Extends ReCIVA technology deployment in MRC EMBER project for use in acutely breathless children and asthmatics
Owlstone Medical, a diagnostics company, recently announced it has developed and received CE mark approval for a paediatric version of the company’s disease breathalyzer, ReCIVA. The marking extends the scope of breath testing in early stage diagnostics and therapy response to include children and in particular, the difficult to manage group of child asthma patients. Both the adult and pediatric versions of the breathalyzer are now being used in EMBER (East Midlands Breathomics Pathology Node), a £2.5M project, funded by the Medical Research Council (MRC) and the Engineering and Physical Sciences Research Council (EPSRC). The primary aim of EMBER is to develop breath-based systems for molecular pathology of disease and clinically validate breathomics as a new diagnostic modality.
Currently one in 11 children in the UK has asthma and it is the most common long-term medical condition. Volatile organic compounds (VOCs) in breath have been shown to correlate to inflammatory subtype in asthma, which helps guide better treatment decisions. Owlstone Medical uses the Respiration Collector for In Vitro Analysis (ReCIVA), in combination with the Field Asymmetric Ion Mobility Spectrometer (FAIMS) sensor platform, to accurately and selectively detect volatile organic compounds (VOCs) in breath.
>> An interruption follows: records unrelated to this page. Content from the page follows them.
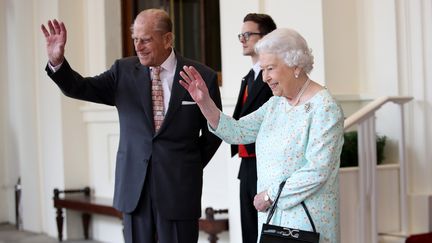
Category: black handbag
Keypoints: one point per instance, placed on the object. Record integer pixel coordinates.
(278, 234)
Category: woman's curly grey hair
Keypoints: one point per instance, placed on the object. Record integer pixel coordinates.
(290, 46)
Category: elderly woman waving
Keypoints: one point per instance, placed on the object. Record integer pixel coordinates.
(298, 135)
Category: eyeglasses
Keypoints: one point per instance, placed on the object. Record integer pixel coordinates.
(246, 35)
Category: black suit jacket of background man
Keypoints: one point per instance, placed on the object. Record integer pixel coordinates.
(178, 152)
(260, 93)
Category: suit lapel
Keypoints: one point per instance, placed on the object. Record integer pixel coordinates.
(177, 94)
(143, 82)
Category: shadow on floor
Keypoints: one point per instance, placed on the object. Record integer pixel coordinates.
(9, 234)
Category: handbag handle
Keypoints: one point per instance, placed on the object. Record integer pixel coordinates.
(273, 208)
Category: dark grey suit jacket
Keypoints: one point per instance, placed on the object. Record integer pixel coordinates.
(178, 152)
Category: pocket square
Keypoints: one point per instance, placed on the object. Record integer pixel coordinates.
(185, 102)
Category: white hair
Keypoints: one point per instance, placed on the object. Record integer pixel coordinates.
(290, 46)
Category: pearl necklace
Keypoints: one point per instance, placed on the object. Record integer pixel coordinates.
(299, 94)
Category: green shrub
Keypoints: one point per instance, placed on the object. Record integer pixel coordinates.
(349, 155)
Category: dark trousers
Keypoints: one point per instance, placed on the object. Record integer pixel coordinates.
(145, 225)
(248, 187)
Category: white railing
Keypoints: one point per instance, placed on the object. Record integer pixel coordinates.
(365, 121)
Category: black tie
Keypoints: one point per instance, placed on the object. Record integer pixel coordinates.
(250, 79)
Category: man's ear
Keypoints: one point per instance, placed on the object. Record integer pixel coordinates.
(168, 40)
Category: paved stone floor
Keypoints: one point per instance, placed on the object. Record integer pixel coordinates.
(9, 234)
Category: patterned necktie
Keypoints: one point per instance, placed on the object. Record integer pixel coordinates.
(157, 98)
(250, 80)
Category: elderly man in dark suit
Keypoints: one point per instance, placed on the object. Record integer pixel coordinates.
(164, 140)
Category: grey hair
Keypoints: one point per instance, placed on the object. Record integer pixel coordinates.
(160, 17)
(288, 45)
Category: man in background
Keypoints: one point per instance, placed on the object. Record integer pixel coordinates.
(253, 94)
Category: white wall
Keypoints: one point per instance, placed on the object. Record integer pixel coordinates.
(4, 204)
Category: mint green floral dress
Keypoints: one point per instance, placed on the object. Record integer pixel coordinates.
(302, 145)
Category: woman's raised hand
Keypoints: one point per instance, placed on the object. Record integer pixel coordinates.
(194, 84)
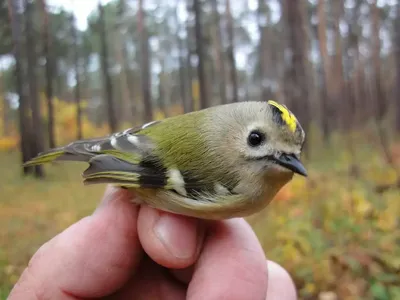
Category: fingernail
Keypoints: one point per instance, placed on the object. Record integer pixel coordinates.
(178, 234)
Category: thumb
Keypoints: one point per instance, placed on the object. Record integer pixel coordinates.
(92, 258)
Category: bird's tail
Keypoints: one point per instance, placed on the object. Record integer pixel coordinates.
(82, 150)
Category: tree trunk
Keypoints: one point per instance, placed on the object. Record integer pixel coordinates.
(47, 53)
(219, 53)
(326, 85)
(397, 57)
(263, 16)
(77, 89)
(14, 8)
(121, 56)
(112, 120)
(182, 76)
(6, 108)
(296, 83)
(342, 113)
(204, 101)
(37, 132)
(231, 53)
(145, 64)
(189, 103)
(380, 99)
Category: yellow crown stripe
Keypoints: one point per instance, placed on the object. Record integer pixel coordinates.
(287, 116)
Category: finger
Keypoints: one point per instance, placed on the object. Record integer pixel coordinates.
(280, 284)
(172, 241)
(151, 282)
(231, 264)
(92, 258)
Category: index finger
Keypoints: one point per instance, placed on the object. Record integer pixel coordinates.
(92, 258)
(231, 265)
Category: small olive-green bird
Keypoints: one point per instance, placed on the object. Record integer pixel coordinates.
(221, 162)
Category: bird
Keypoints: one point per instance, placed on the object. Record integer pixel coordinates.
(221, 162)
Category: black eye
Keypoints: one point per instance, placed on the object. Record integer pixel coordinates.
(255, 138)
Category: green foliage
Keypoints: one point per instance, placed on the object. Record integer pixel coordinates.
(333, 232)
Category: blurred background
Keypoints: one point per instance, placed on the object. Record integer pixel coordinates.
(85, 68)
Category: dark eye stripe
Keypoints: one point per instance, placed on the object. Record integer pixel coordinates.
(255, 138)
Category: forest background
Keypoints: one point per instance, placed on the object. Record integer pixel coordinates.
(334, 63)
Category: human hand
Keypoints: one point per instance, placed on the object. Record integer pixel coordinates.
(125, 251)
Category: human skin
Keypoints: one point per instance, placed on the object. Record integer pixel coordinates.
(125, 251)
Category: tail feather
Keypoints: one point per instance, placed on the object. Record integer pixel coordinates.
(82, 151)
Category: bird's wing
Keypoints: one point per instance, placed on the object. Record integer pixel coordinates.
(125, 159)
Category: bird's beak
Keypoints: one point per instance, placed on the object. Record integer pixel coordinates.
(291, 162)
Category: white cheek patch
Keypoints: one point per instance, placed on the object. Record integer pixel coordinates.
(96, 148)
(148, 124)
(134, 140)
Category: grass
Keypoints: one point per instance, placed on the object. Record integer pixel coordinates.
(332, 232)
(33, 211)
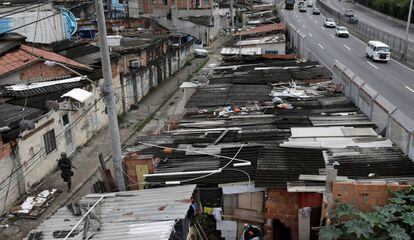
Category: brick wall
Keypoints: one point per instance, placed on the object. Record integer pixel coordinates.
(363, 195)
(5, 150)
(131, 161)
(284, 206)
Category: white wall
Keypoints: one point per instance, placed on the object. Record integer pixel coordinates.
(45, 31)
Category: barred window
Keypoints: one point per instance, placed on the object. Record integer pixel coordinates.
(50, 141)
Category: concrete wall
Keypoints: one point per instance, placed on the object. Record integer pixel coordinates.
(283, 206)
(30, 149)
(45, 31)
(8, 165)
(391, 122)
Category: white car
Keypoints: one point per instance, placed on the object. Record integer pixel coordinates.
(200, 52)
(378, 51)
(329, 22)
(342, 32)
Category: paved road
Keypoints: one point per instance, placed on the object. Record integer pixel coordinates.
(392, 80)
(371, 19)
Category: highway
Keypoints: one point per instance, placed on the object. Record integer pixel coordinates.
(392, 80)
(372, 19)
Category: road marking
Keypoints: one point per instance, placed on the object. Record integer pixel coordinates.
(409, 88)
(321, 46)
(402, 65)
(372, 65)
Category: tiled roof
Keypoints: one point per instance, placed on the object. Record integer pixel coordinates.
(10, 115)
(42, 90)
(26, 55)
(265, 29)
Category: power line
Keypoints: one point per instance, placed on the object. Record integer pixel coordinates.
(25, 9)
(30, 23)
(58, 137)
(31, 166)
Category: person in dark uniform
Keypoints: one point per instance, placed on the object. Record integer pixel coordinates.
(65, 165)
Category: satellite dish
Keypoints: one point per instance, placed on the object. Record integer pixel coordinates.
(26, 125)
(52, 105)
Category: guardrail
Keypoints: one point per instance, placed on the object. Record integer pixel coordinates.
(366, 32)
(391, 121)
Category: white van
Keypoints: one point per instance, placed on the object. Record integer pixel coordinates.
(378, 51)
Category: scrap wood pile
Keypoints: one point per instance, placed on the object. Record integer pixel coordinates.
(34, 205)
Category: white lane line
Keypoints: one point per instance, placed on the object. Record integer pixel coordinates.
(409, 88)
(372, 65)
(321, 46)
(402, 65)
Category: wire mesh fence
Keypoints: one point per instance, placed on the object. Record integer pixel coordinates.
(367, 32)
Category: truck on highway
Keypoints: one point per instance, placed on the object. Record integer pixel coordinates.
(289, 4)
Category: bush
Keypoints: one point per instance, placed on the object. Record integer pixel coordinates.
(392, 221)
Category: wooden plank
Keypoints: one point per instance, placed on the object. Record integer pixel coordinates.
(248, 216)
(322, 178)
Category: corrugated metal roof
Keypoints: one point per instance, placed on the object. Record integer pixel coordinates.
(26, 55)
(263, 29)
(149, 214)
(243, 51)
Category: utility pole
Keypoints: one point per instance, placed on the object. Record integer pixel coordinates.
(407, 29)
(331, 174)
(232, 16)
(109, 96)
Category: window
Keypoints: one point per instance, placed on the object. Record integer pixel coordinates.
(65, 119)
(78, 106)
(50, 141)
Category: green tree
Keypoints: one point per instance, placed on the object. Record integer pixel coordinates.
(393, 221)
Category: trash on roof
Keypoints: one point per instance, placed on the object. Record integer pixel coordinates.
(24, 87)
(78, 94)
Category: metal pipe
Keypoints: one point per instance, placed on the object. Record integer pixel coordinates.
(109, 95)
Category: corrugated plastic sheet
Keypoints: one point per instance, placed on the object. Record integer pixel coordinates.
(143, 214)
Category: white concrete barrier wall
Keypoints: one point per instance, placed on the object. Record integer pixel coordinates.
(397, 126)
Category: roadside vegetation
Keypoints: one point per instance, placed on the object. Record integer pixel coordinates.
(395, 8)
(393, 221)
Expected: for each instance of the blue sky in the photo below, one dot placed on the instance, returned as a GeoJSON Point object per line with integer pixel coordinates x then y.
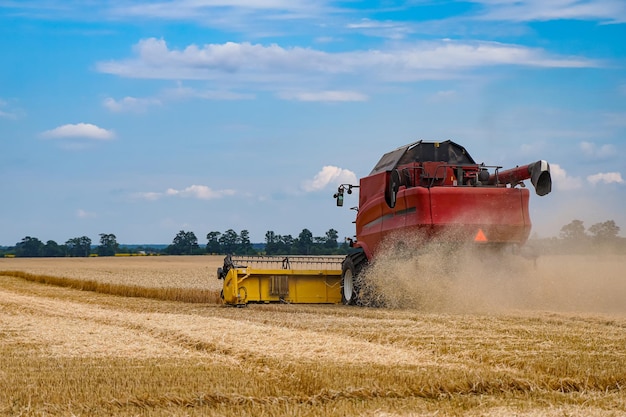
{"type": "Point", "coordinates": [144, 118]}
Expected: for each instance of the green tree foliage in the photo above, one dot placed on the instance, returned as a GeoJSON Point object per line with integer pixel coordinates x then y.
{"type": "Point", "coordinates": [229, 241]}
{"type": "Point", "coordinates": [330, 241]}
{"type": "Point", "coordinates": [245, 246]}
{"type": "Point", "coordinates": [604, 232]}
{"type": "Point", "coordinates": [108, 245]}
{"type": "Point", "coordinates": [304, 244]}
{"type": "Point", "coordinates": [29, 247]}
{"type": "Point", "coordinates": [53, 249]}
{"type": "Point", "coordinates": [213, 242]}
{"type": "Point", "coordinates": [79, 246]}
{"type": "Point", "coordinates": [184, 243]}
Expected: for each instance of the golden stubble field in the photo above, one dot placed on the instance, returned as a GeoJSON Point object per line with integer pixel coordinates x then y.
{"type": "Point", "coordinates": [485, 338]}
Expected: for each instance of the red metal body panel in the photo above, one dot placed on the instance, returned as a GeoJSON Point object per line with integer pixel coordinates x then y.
{"type": "Point", "coordinates": [453, 213]}
{"type": "Point", "coordinates": [437, 191]}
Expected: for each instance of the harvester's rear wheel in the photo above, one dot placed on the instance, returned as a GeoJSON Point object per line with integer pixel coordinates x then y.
{"type": "Point", "coordinates": [350, 285]}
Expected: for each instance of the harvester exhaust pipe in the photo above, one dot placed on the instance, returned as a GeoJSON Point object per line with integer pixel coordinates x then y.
{"type": "Point", "coordinates": [538, 173]}
{"type": "Point", "coordinates": [540, 177]}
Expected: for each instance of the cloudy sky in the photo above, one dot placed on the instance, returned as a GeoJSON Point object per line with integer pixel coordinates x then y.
{"type": "Point", "coordinates": [144, 118]}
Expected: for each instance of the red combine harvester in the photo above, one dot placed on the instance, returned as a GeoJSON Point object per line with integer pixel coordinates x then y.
{"type": "Point", "coordinates": [431, 190]}
{"type": "Point", "coordinates": [437, 191]}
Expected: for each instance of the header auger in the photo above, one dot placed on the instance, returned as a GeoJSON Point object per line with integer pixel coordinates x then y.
{"type": "Point", "coordinates": [434, 190]}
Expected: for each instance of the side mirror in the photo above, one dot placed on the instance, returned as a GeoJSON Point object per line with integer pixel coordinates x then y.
{"type": "Point", "coordinates": [339, 197]}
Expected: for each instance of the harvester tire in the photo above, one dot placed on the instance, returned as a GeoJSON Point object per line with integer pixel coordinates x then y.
{"type": "Point", "coordinates": [350, 284]}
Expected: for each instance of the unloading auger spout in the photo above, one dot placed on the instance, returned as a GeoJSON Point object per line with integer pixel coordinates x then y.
{"type": "Point", "coordinates": [538, 173]}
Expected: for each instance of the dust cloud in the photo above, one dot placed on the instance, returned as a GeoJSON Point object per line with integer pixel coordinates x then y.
{"type": "Point", "coordinates": [441, 277]}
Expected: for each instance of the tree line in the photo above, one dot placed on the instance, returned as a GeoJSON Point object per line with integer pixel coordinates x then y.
{"type": "Point", "coordinates": [573, 236]}
{"type": "Point", "coordinates": [185, 243]}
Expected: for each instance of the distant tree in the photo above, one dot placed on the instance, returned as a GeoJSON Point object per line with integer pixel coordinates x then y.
{"type": "Point", "coordinates": [53, 249]}
{"type": "Point", "coordinates": [304, 242]}
{"type": "Point", "coordinates": [245, 246]}
{"type": "Point", "coordinates": [213, 243]}
{"type": "Point", "coordinates": [29, 247]}
{"type": "Point", "coordinates": [604, 232]}
{"type": "Point", "coordinates": [271, 242]}
{"type": "Point", "coordinates": [331, 239]}
{"type": "Point", "coordinates": [575, 230]}
{"type": "Point", "coordinates": [108, 245]}
{"type": "Point", "coordinates": [184, 243]}
{"type": "Point", "coordinates": [286, 245]}
{"type": "Point", "coordinates": [229, 241]}
{"type": "Point", "coordinates": [79, 246]}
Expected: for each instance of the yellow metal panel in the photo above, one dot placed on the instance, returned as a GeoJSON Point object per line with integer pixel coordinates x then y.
{"type": "Point", "coordinates": [244, 285]}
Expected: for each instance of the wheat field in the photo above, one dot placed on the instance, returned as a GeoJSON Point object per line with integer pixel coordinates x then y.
{"type": "Point", "coordinates": [484, 340]}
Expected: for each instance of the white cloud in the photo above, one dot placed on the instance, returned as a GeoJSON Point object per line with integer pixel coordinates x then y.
{"type": "Point", "coordinates": [441, 96]}
{"type": "Point", "coordinates": [329, 175]}
{"type": "Point", "coordinates": [201, 192]}
{"type": "Point", "coordinates": [562, 181]}
{"type": "Point", "coordinates": [246, 62]}
{"type": "Point", "coordinates": [598, 152]}
{"type": "Point", "coordinates": [613, 11]}
{"type": "Point", "coordinates": [130, 104]}
{"type": "Point", "coordinates": [80, 130]}
{"type": "Point", "coordinates": [327, 96]}
{"type": "Point", "coordinates": [386, 29]}
{"type": "Point", "coordinates": [606, 178]}
{"type": "Point", "coordinates": [83, 214]}
{"type": "Point", "coordinates": [183, 93]}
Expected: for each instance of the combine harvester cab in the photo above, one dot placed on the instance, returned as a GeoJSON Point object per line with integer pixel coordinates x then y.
{"type": "Point", "coordinates": [282, 279]}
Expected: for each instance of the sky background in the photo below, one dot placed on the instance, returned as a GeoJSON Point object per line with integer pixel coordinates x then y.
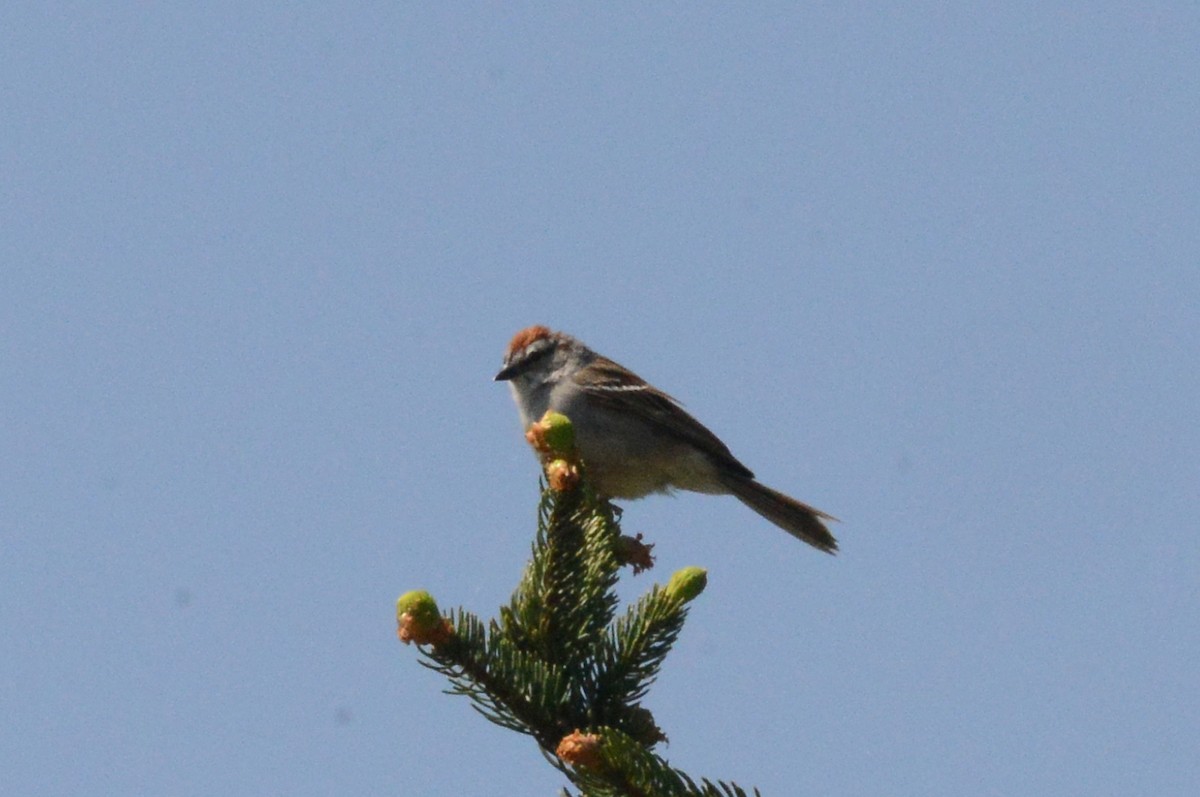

In February, the company won an NHS contract for STRATA (Stratification of Asthma Treatment by Breath Analysis) to adapt its disease breathalyzer technology for precision medicine and companion diagnostics in asthma. The paediatric version of ReCIVA is suitable from ages 5 and up and has been developed as breath sampling offers a completely non-invasive way to test children.
EMBER was established by the MRC and EPSRC as an academia/industry consortium to develop breath-based systems for molecular pathology. EMBER draws upon expertise in clinical research, analytical chemistry, data management and mathematical modelling of complex data across the East Midlands to develop rapid, near patient non-invasive approaches to diagnosis, phenotyping and stratification.
Billy Boyle, co-founder and CEO at Owlstone Medical commented: “Managing the diagnosis and treatment of children presenting with asthma and severe breathing difficulties is often problematic. Breath analysis presents a significant opportunity to better predict how a child will respond to certain treatments, including steroids and expensive biologics. In developing a paediatric breath sampler we are expanding the scope of projects such as EMBER to include children as an important group in the study of asthma, and more generally extending other biomarker and discovery studies using breath.”
Professor Chris Brightling, EMBER and Leicester NIHR Respiratory Biomedical Research Unit Director, Professor in Respiratory Medicine at University of Leicester, Precision Medicine Institute added: “Choosing the right treatment for the right patient is especially challenging in children as obtaining samples such as blood to measure disease activity can be difficult. Breath analysis offers an excellent opportunity to sample the airway by simply breathing into a mask. This presents a new approach to understand disease and make better treatment decisions”.
About Owlstone Medical
Owlstone Medical has developed a breathalyzer for disease. With a focus on non-invasive diagnostics for cancer, infectious disease and inflammatory disease, the company aims to save 100,000 lives and $1.5B in health care costs by 2020.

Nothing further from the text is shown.